The contentious “world-first” media payment law that spurred Facebook to censor news content in Australia will soon be in force after the Australian federal Parliament ratified it on Thursday.
The media payment law locks Google and Facebook into a framework where eligible news outlets in Australia, with a minimum revenue of $150,000, can enter negotiations with the tech giants for payment of their content.
Facebook secured several amendments to the News Media and Digital Platforms Mandatory Bargaining Code after it prevented news content from being displayed on its platform last week and suspended the pages of major news outlets.
The ban caused major disruption across the country when it inexplicably suspended the Facebook pages of non-media organisations, including trade unions, charities, the weather bureau, and government health services.
David Cicilline (D-RI), chairman of the U.S. House of Representatives Subcommittee on Antitrust, Commercial and Administrative Law wrote on Twitter, “Threatening to bring an entire country to its knees to agree to Facebook’s terms is the ultimate admission of monopoly power.”
However, 11th-hour negotiations between Facebook CEO Mark Zuckerberg, Australian Treasurer Josh Frydenberg, and Australian Communications Minister Paul Fletcher meant the sweeping ban was repealed and amendments secured less than a week later.
The government will now need to give one months’ notice before a company is designated as coming under the code.
The code has been called a “world-first” by Frydenberg and is the first law globally to successfully compel the tech giants to compensate news publishers for displaying their content on their sites.

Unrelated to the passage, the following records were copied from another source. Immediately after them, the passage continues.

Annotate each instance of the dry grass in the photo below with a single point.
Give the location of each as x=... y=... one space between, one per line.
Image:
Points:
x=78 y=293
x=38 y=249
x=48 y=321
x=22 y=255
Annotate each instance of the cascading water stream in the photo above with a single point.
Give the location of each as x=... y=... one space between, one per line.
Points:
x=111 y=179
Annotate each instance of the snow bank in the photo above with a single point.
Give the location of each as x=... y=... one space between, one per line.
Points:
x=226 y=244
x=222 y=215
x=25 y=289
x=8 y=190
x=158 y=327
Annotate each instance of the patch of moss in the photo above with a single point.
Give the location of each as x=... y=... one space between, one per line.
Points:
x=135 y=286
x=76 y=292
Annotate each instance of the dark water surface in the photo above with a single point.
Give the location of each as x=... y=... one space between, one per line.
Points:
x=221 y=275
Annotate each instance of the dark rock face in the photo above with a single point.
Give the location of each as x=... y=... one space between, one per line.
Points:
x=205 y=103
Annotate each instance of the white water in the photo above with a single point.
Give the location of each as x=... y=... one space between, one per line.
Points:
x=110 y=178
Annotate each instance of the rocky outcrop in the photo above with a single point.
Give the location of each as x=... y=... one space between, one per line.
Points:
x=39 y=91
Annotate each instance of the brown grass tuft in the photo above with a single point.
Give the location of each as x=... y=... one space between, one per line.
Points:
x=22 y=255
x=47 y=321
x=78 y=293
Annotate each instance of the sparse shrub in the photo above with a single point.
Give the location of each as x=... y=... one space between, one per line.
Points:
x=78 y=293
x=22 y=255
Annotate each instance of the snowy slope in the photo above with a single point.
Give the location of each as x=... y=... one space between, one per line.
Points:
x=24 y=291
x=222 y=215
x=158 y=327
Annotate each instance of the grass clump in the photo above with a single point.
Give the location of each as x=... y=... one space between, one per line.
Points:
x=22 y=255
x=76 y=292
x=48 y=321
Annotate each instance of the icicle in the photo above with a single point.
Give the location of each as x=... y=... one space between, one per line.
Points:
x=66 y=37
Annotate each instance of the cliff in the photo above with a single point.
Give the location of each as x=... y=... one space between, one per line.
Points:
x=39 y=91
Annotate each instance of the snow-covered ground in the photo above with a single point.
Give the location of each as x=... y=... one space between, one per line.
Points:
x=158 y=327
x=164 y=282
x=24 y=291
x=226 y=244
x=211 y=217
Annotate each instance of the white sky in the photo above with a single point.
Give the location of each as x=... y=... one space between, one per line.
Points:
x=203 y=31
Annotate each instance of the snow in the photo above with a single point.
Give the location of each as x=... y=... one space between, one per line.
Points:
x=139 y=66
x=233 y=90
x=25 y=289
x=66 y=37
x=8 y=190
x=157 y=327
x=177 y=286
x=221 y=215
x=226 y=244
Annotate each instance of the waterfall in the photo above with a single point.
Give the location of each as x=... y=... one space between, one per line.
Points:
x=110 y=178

Canada and the United Kingdom are now contemplating similar laws.
The code was the latest step in a worldwide push towards regulating major Silicon Valley companies.
Australian Competition and Consumer Commission (ACCC) Chair Rod Sims said the amended code would curtail the tech giants’ market power.
“Google and Facebook need media, but they don’t need any particular company, and that meant media companies couldn’t do commercial deals with Facebook or Google,” he told the national radio broadcaster, ABC radio, on Thursday.
“The purpose of the Code is to give them the potential for arbitration, which helps their bargaining position, and therefore helps them reach fair commercial deals,” he said.
The code mandates a three-month window for parties to negotiate a deal; if negotiations stall, an independent arbitrator is appointed.
Both parties will submit their final offer in a “baseball arbitration” situation, where the arbitrator must select the best deal within 45 days.
The code sparked a flurry of deals between Google and major media companies over the last week, driven particularly by fears the final arbitration could result in outcomes outside the company’s control.
Australia’s largest media groups have been the first to ink a series of deals with Google, sparking questions about smaller publishers’ benefits.
“In any situation like this, you would expect deals to be done with the bigger players first and then work down the list,” Sims said.
“Given this is supporting journalism, it’s naturally going to see more money going to those who’ve got the most journalists, but I don’t see any reason why anybody should doubt that all journalism will benefit.”